HM: Well for one thing, I went to Nihon gakkou and that was every afternoon after regular after Bailey Gatzert or the junior high school, I used to go to Nihon gakkou. I used to be there from about four o'clock to maybe about five thirty or so. And so I was a student of Japanese language for quite a few years, from when I was six 'til I was twelve, so about six years. So I should have been pretty good in Japanese but we were more interested in goofing around than studying. And I had a very good teacher, Mrs. Hashiguchi was my teacher. And she tried her best to try to get us to learn Japanese because she knew we weren't dumb, but we acted like we were dumb. And we wouldn't do the things she told us to do. My mother would say, after I got term paper or exam, I would bring it to her and she would shake her head and say, oh, just mutter to herself. But [Chuckles] the fact that I was handing good papers in at Bailey Gatzert but I was not so good in Japanese school and she was kind of bewildered as to why I was not trying as hard in Nihon gakkou. Anyway...

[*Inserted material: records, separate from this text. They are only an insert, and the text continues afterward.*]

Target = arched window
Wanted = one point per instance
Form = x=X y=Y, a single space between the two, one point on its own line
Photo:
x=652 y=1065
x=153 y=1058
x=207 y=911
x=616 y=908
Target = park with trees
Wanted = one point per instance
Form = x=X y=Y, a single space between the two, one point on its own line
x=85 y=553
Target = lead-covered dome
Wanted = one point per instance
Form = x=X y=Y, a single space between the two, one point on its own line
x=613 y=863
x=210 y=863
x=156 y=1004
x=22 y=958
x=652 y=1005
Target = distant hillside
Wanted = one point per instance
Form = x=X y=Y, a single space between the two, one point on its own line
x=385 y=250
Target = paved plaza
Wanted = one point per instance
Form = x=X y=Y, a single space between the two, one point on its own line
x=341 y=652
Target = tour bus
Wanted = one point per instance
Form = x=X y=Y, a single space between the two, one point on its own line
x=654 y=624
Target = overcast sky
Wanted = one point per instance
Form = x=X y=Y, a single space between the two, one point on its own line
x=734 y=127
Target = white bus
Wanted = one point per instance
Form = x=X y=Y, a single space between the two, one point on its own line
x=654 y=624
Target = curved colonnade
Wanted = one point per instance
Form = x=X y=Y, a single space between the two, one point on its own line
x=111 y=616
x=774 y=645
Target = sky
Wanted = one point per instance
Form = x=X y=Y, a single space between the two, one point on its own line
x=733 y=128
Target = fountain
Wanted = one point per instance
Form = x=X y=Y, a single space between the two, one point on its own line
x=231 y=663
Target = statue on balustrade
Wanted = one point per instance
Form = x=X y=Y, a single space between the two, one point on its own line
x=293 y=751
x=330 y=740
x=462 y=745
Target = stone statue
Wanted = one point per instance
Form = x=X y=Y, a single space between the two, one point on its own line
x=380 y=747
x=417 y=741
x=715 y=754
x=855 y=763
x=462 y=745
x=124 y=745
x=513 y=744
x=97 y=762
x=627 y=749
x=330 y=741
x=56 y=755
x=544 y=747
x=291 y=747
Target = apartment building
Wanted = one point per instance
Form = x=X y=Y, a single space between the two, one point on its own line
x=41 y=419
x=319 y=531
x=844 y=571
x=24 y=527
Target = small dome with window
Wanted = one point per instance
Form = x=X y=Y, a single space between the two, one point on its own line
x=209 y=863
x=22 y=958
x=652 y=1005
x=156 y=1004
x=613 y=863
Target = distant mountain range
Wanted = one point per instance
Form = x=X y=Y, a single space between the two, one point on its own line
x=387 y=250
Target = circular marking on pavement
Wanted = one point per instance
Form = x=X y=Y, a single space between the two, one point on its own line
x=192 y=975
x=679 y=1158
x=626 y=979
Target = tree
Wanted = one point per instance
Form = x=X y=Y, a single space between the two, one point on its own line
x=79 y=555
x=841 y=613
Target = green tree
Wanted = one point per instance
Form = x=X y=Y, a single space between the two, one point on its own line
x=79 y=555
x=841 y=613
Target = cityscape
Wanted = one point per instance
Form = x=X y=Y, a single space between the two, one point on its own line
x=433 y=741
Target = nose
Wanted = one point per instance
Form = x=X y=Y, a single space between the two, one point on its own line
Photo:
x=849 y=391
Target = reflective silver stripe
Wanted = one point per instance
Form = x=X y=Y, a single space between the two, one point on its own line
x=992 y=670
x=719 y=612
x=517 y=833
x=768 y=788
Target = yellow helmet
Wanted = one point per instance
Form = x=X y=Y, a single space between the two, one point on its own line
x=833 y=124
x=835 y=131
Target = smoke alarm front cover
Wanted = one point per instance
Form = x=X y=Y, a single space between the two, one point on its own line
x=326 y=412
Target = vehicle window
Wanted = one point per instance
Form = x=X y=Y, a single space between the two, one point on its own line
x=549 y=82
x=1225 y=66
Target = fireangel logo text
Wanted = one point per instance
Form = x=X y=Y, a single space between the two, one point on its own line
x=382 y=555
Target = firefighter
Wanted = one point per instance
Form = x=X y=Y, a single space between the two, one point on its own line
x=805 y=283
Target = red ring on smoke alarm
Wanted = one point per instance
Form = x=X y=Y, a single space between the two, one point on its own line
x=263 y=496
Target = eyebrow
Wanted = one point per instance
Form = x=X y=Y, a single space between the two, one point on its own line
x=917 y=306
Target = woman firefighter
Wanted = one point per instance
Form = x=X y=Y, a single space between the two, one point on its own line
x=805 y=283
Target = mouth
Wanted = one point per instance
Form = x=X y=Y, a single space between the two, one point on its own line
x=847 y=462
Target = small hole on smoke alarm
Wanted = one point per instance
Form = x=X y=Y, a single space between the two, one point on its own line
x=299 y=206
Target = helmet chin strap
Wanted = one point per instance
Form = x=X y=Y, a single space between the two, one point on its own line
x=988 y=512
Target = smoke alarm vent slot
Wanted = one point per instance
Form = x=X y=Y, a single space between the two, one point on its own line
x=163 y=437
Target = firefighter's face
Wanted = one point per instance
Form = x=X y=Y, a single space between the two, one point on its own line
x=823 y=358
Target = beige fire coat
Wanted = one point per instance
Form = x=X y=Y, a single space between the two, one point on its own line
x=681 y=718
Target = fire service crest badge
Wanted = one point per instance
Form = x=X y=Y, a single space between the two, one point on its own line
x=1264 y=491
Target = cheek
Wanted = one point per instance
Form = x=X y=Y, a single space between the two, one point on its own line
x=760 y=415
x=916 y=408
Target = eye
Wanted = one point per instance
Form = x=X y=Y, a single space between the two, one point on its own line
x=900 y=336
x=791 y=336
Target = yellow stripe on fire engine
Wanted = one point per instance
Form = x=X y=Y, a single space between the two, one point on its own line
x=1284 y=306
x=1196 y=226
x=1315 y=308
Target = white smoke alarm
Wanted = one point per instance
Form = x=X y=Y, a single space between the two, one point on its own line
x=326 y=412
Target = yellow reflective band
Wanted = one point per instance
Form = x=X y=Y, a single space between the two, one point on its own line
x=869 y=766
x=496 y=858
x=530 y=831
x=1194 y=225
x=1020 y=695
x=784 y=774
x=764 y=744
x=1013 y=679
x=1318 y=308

TI: And why weren't you trying so hard?

HM: I was getting too propagandized by the Bailey Gatzert system. I could say this now...[Laughs] But at that time I couldn't perceive what I was going through. In my own mind, I couldn't fathom that I was consciously being biased against things Japanese and being, like, a total American. I guess I was too naive at that point to understand some of these things.